だからと言って、何かできるのかと言われれば何もできないに決まっている。やれることなんて祈るくらいだろう。

トーストにイチゴジャムを付け、新聞を開く。

芸能欄やスポーツ欄でも見ようかと思ったが、さすが世界滅亡七日前。どこにもびっしりと世界終了の事しか書かれていない。

「つまんねーの」

そう言って、私はその新聞をゴミ箱に雑に突っ込んだ。

そのまま立ち上がり、コンビニに行く準備をし始める。

「いちごミルクあるかなぁ」



コンビニには当然かもしれないが客は無く、店員が死んだ魚の目で「いらっしゃいませ」と言ってくれた。
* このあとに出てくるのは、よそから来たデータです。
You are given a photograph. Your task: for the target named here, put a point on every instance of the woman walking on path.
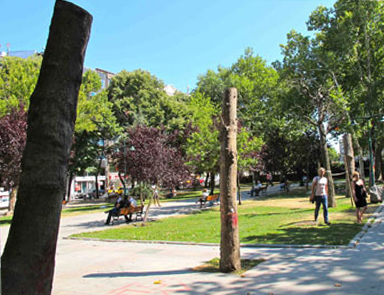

店員が泣きそうな顔すぎて、目当てのいちごミルクを買うだけでは飽き足らずエクレアまで買ってしまった。

世界の最後まで、きっとあの店員はあんな顔でここの接客を続けるのだろう。

「お願いします」

「...382円になります」

小銭が出払っていたので、千円札を差し出す。

店員はそれを受け取り、レジを淡々と打ってお釣りを差し出した。

「お釣りの618円です」

「あ、はい」

「ありがとうございました」

...言わなくてもお釣りくらいわかりますよ。

私はコンビニの袋を下げ、コンビニを後にしたのだった。